Part of what makes a goal realistic or unrealistic is whether you are willing to pay the price to achieve it. Are you willing to to do whatever it takes to achieve success as you’ve defined it-and “whatever it takes” consistent with your belief systems? Start by writing down your goals and the hen think carefully about what it would take to achieve them. For each goal, ask yourself whether you’re willing to invest the time, effort and resources needed to achieve it. If the answer is no, then choose another goal and repeat the process. Keep looking, and strive to discover what type of success truly would make you happy and fulfilled.
Some elite athletes don’t participate in their sports simply to achieve fulfillment or happiness; they do it as sort of challenge or to prove something. Let’s face it: All of the people who achieve a high degree of success, such as making an Olympic team, aren’t perfectly happy and healthy. Some are on their own personal missions. They may say ” Damn those people who were always criticizing me. I’ll show them.” As a friend of mine observed, “If we all had perfect childhoods, none of us would do anything extraordinary. We’d probably just be ordinary, average people living in ordinary, average lives and be happy with that.”
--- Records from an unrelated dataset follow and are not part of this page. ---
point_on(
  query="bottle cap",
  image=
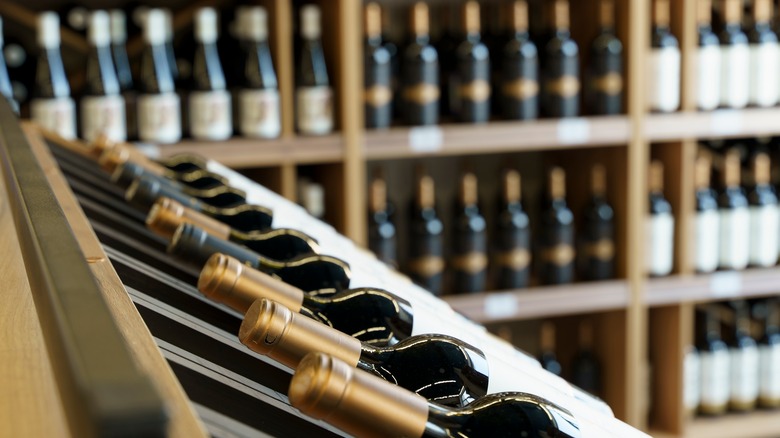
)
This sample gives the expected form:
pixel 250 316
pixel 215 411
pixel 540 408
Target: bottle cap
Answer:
pixel 310 22
pixel 206 25
pixel 49 30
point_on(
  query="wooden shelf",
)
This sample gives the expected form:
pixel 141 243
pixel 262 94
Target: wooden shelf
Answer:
pixel 721 285
pixel 544 301
pixel 496 137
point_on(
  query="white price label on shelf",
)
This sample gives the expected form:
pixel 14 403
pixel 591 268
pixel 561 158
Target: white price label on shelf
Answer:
pixel 573 131
pixel 426 139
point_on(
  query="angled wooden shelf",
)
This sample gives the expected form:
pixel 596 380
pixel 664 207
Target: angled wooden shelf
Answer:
pixel 497 137
pixel 543 301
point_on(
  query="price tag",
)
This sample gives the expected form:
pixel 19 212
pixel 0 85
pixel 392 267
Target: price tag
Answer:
pixel 726 284
pixel 426 139
pixel 573 131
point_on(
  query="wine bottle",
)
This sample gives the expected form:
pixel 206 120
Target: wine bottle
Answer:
pixel 426 263
pixel 557 236
pixel 52 107
pixel 743 353
pixel 735 58
pixel 764 215
pixel 471 100
pixel 327 388
pixel 734 217
pixel 597 244
pixel 420 73
pixel 313 95
pixel 309 273
pixel 382 233
pixel 469 258
pixel 707 59
pixel 377 74
pixel 561 69
pixel 520 74
pixel 259 102
pixel 660 225
pixel 663 80
pixel 513 236
pixel 159 112
pixel 707 222
pixel 102 107
pixel 714 359
pixel 605 88
pixel 209 101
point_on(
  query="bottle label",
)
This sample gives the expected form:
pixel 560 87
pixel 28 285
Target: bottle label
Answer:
pixel 259 113
pixel 734 238
pixel 159 118
pixel 734 68
pixel 57 115
pixel 660 244
pixel 744 377
pixel 715 378
pixel 663 81
pixel 103 115
pixel 764 65
pixel 314 106
pixel 707 232
pixel 764 235
pixel 210 115
pixel 708 77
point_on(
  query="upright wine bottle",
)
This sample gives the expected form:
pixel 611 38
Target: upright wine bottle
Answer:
pixel 605 87
pixel 313 94
pixel 512 257
pixel 426 262
pixel 561 68
pixel 471 99
pixel 707 222
pixel 663 80
pixel 377 74
pixel 420 73
pixel 764 215
pixel 735 58
pixel 597 243
pixel 382 234
pixel 102 107
pixel 159 112
pixel 557 237
pixel 660 225
pixel 327 388
pixel 469 240
pixel 52 107
pixel 734 217
pixel 520 73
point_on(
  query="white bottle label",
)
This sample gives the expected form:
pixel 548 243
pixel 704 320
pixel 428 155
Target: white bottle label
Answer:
pixel 708 77
pixel 764 235
pixel 734 238
pixel 56 115
pixel 764 69
pixel 744 376
pixel 210 117
pixel 103 115
pixel 159 118
pixel 707 229
pixel 735 65
pixel 314 110
pixel 259 113
pixel 715 378
pixel 664 79
pixel 660 244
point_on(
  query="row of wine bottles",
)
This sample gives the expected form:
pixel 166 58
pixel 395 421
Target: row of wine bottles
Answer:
pixel 508 253
pixel 735 363
pixel 735 67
These types of “agendas” do indeed motivate some people to achieve great success. But their drive is narrowly focused: “I’m not going to have relationships. I’m not going to have fun. i’m not going to take vacations. I’m only going to focus on my goal.” They are willing to sacrifice everything to an extreme. Now, although some of this focused drive and willingness to sacrifice are necessary for success, I don’t think this almost-masochistic attitude is necessary. What I see more often in those who are truly successful is a more balanced personality coupled with the ability to sustain a focused drive for long periods of time. I believe that it is very possible-and desirable- to achieve goals while deriving joy an da sense of accomplishment from the process.
As a psychologist, I consider the mental health implications during the goal setting process. Vey often, when a rider reaches her goals, she feels, “What now? What’s next?” A lot of Olympic athletes talk about the horrible anticlimax that occurs after they’ve reached their goals. There is even a support group for ex-Olympians because they often go into such a crash afterward. They have to try to find some purpose in life. Their entire lives had been filled with their sports, and now what? So many Olympic athletes are so young, with their whole lives ahead of them, but they don’t know how to refocus and move forward.
The sport of riding differs from other sports in a couple of ways. First, it’s the one and only one in which mean and women compete against one another on equal terms. Second, it’s one of the few sports in which you can compete at any age-you’re not washed up at age 25. You can ride dressage for a lifetime, and that can take a bit of the pressure off; the downside is that you can get locked into a life pattern of an off-balance existence.